Many of my creative friends have side projects while Jake’s friends have Twitch streams bringing in extra income, and I consistently find that many independent contractors don’t understand estimated tax payments. We all owe the IRS an annual tax return in which we declare all of our income for the year–even if we didn’t receive a 1099 from PayPal or another payor. (We Californians owe the state Franchise Tax Board as well.) Most new businesspeople take the phrase estimated taxes literally. Sounds smart, like budgeting, but isn’t actually required by law. However, for the self-employed, estimated taxes are required by tax law to be submitted every quarter during the taxable year (meaning when you file your annual return for last year, you should have already made four pre-payments towards your federal taxes for the prior year).
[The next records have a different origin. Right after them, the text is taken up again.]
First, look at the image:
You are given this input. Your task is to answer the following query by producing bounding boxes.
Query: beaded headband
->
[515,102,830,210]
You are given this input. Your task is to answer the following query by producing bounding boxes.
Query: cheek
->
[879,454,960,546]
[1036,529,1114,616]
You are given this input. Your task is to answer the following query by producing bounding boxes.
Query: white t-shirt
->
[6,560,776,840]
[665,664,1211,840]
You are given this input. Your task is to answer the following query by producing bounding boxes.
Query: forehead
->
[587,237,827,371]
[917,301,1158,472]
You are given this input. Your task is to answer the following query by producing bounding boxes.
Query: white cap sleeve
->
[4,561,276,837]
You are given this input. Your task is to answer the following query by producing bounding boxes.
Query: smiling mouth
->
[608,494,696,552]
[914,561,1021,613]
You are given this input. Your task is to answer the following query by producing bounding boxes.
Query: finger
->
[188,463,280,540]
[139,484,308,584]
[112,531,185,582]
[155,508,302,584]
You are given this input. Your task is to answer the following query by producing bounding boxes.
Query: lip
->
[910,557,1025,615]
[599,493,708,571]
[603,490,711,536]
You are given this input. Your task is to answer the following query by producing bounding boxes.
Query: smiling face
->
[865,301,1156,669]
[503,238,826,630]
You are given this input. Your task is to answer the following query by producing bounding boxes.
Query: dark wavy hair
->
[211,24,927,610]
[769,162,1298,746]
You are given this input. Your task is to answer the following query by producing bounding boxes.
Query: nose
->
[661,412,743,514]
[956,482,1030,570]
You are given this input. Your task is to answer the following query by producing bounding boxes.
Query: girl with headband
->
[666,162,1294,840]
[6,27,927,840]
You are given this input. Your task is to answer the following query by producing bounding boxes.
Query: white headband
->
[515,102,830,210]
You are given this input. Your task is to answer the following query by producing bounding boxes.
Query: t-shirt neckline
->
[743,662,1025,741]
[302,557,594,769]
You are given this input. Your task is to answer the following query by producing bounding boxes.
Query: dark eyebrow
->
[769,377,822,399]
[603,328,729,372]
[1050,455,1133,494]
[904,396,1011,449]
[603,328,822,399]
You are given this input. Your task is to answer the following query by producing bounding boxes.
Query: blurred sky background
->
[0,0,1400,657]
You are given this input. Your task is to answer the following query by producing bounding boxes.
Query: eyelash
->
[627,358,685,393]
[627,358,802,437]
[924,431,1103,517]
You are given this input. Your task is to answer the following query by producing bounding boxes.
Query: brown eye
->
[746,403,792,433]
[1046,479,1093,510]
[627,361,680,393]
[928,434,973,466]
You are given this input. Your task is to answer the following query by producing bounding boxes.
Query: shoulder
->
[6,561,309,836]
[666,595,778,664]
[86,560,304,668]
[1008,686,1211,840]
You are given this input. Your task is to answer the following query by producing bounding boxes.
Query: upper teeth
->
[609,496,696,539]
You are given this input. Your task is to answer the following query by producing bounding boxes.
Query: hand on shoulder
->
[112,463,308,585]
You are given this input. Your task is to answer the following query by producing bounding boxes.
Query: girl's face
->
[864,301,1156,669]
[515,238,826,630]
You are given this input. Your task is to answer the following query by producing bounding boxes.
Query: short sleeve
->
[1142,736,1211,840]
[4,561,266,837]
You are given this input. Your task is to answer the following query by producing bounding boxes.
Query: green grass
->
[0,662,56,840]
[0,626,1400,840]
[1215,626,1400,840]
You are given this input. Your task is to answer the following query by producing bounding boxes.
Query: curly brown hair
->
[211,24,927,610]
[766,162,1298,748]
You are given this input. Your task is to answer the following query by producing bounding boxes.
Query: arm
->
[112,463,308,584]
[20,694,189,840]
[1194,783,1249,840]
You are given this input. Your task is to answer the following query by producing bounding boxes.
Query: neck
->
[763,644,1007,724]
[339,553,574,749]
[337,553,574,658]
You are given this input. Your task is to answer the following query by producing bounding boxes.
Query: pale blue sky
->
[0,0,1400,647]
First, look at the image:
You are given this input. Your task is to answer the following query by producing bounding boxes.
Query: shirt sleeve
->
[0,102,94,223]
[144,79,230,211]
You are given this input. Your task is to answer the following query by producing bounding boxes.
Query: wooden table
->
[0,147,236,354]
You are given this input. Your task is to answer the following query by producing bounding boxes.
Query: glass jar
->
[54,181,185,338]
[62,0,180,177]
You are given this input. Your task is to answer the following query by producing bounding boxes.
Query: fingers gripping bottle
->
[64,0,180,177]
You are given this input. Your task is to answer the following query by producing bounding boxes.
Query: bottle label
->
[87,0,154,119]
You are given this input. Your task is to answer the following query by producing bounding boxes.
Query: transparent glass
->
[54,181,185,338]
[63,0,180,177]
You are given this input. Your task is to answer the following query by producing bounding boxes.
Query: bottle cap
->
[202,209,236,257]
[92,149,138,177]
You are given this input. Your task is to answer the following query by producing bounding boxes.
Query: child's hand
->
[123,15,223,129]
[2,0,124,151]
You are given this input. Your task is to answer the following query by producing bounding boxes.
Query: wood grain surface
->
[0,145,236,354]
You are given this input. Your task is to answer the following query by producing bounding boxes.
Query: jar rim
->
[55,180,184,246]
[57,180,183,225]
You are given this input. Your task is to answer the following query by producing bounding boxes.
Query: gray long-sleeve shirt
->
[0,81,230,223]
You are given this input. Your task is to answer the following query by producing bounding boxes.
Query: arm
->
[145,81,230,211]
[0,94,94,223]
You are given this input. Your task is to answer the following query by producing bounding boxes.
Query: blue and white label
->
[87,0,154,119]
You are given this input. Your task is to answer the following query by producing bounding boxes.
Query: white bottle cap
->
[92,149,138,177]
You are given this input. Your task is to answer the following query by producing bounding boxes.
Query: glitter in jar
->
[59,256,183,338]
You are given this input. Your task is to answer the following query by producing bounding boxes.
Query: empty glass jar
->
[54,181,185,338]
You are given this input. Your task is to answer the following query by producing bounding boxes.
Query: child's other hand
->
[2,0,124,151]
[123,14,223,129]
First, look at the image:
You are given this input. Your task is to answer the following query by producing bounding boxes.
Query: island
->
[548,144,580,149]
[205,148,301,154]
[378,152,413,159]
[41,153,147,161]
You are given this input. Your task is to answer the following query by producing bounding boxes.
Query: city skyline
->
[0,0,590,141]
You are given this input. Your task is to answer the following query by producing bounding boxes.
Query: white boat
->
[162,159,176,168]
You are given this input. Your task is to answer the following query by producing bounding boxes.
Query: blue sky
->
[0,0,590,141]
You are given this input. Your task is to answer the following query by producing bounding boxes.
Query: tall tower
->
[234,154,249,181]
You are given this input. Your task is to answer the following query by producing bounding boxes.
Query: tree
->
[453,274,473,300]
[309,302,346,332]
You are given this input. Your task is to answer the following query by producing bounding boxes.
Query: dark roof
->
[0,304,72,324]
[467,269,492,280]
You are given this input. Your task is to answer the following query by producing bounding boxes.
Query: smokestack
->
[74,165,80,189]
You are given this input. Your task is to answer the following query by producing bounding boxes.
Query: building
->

When you are paid as an employee your employer withholds taxes on your paycheck, as well as covers the employer share of some of those taxes, and you receive a W-2 at the end of the year showing all the payments that have been made regularly over the course of your employment. This means as you earned income, the taxes were remitted on a timely basis. When you are paid as an independent contractor—meaning you typically have a contract specifying a payment schedule or submit invoices—your customers do not withhold any taxes for you, and it’s up to you to make timely tax payments as you earn the money. You cannot wait until the following April and send one big check with your tax return or you will incur penalties for the underpayment of estimated taxes. (You can calculate these with your return using Form 2210, but if you don’t, the IRS will, and will send you a bill. It may take some time for them to do this, but they will catch this common error and come calling for the penalties and the increased amount of interest now due to them.)
If you owe less than $1,000, there will not be any penalty. For most people, as long as you pay 90% of what you actually end up owing for the current year (in the actual quarters in which you earned the income), you are safe. Alternatively, you can pay 100% of what you paid last year, unless your income is greater than $150,000, then the IRS requires 110% of what you paid the prior year to ensure you are penalty-proof.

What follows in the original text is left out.